Rant over - let the day begin :-)
All Good Things,
Michael
=======================
Michael Begg
Special Projects Manager
Learning Technology Section
College of Medicine and Veterinary Medicine
University of Edinburgh
HRLB
15 George Square
Edinburgh
EH8 9XD
-----Original Message-----
From: Virtual Learning Environments [mailto:[log in to unmask]] On
Behalf Of
STILES Mark J
Sent: 02 July 2004 08:48
To: [log in to unmask]
Subject: Re: [VLES] WHAT HAPPENED TO E-LEARNING? - A fascinating read
The current round of reports and papers is most thought-provoking, and
concerning. Can I (with modesty) throw in a couple of things I wrote
over the last couple of years which have some interesting resonances
with the current stuff?
See:
Stiles, M.J., "Embedding eLearning in a Higher Education Institution",
http://www.staffs.ac.uk/COSE/cosenew/ati2stilesrev.pdf
and
Stiles, M.J., "Strategic and Pedagogic Requirements for Virtual
Learning
in the Context of Widening Participation",
http://www.inter-disciplinary.net/Stiles%20Paper.pdf
and lastly, as my own immediate contribution, here is a quote from the
transcript of a talk I gave for the JISC Infonet "When Worlds Collide"

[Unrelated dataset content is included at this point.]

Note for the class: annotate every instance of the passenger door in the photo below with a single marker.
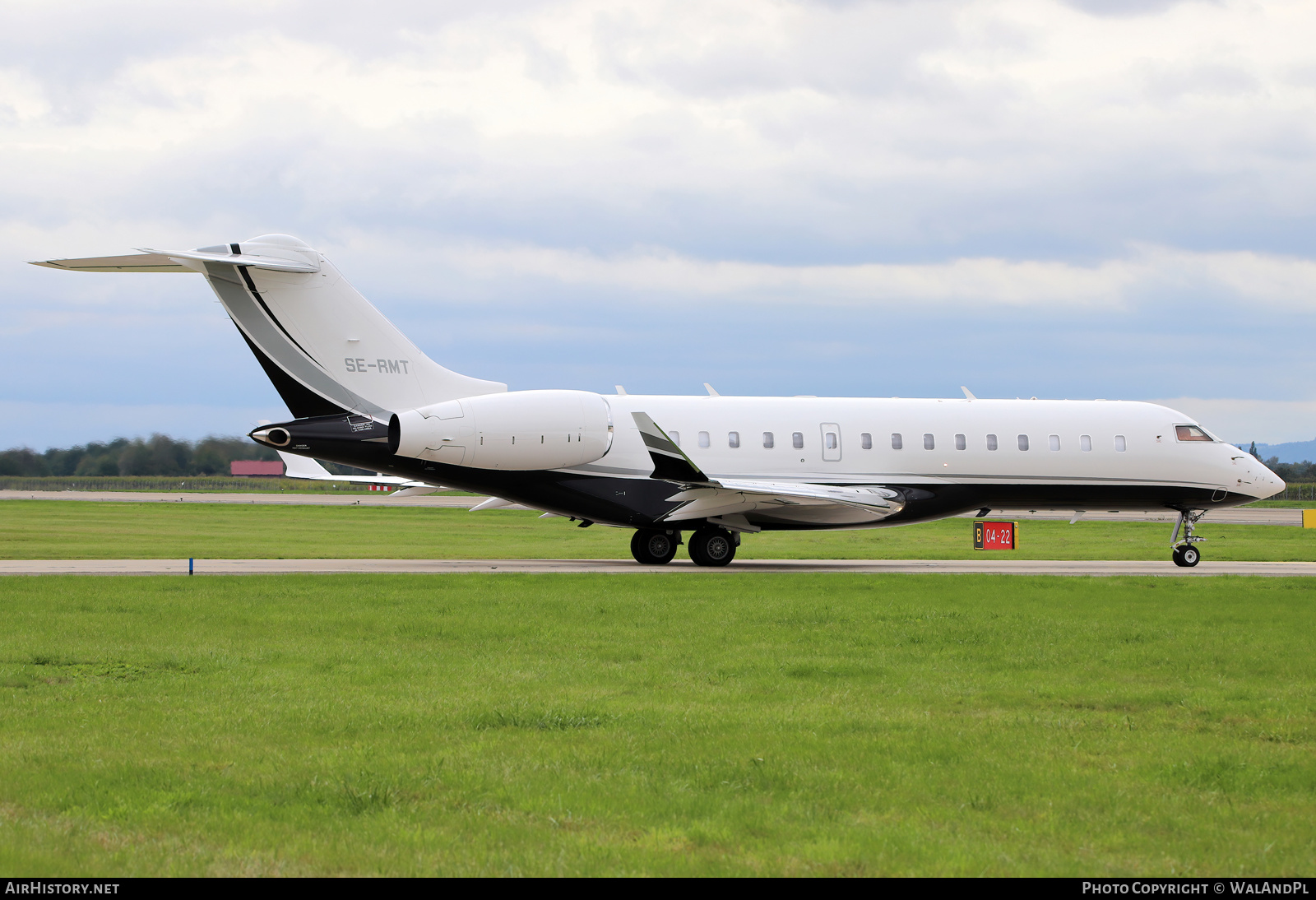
(831, 443)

Conference earlier this year called "Attack of the Clones":
"The other day I had what I can't call a vision - it was more like a
nightmare. I thought: what happens when we upload all of our lecture
notes and powerpoint slides into BlackCT and tell the students to
write
some essays and do some multiple choice tests and all of our courses
at
all of our institutions look the same again? How do we differentiate
each other? What will make us distinctive? What's my market
advantage?
We'll all look the same.
I thought about this on Monday at a CETIS Pedagogy Forum and was
reminded of an episode of 'The Simpsons' where the French launch a
nuclear strike on Springfield. The fat guy that runs the comic book
shop is walking down the road reading a comic and he looks up and
there
is a missile coming horizontally down the road towards him and he says
"Oh no, I've wasted my life!". And I thought Mmmmm, this is what I'm
frightened of. All of this "clone" stuff is really high tech but is
this really what we're letting ourselves in for?"
all the best
Mark
-----Original Message-----
From: John Konrad [mailto:[log in to unmask]]

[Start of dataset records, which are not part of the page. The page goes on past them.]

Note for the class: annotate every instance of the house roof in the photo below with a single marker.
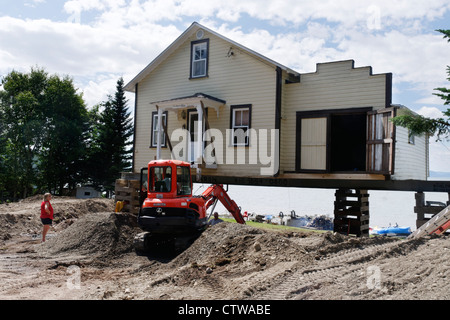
(194, 27)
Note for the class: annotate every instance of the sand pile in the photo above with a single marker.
(98, 235)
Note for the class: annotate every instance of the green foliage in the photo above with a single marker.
(49, 141)
(418, 124)
(111, 133)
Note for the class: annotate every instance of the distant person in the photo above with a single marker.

Sent: Fri 7/2/2004 6:37 AM
To: [log in to unmask]
Cc:
Subject: [VLES] WHAT HAPPENED TO E-LEARNING? - A fascinating
read
A thoughtful and timely study, which will pay further analysis of teh
implications for
the UK.
Professor John Konrad
Visiting Fellow, School of Education & Lifelong Learning, University
of East Anglia
[log in to unmask]
http://www.uea.ac.uk/care/people/peepjk.html
====================================
"Thwarted Innovation: What Happened to E-learning and Why" presents
the
results of the Weatherstation Project of The Learning Alliance at the
University of Pennsylvania. This study sought to answer the question
"Why did the boom in e-learning go bust?" Over an eighteen-month
period
authors Robert Zemsky, an education professor at the University of
Pennsylvania, and William F. Massy, professor emeritus of education
and
business administration at Stanford University, tracked faculty and
staff attitudes towards e-learning at six colleges and universities.
Their findings challenged three prevalent e-learning assumptions:
-- If we build it they will come -- not so;
-- The kids will take to e-learning like ducks to water -- not quite;
-- E-learning will force a change in the way we teach -- not by a long
shot.
The complete report is available online, at no cost, in PDF format at
http://www.irhe.upenn.edu/Docs/Jun2004/ThwartedInnovation.pdf.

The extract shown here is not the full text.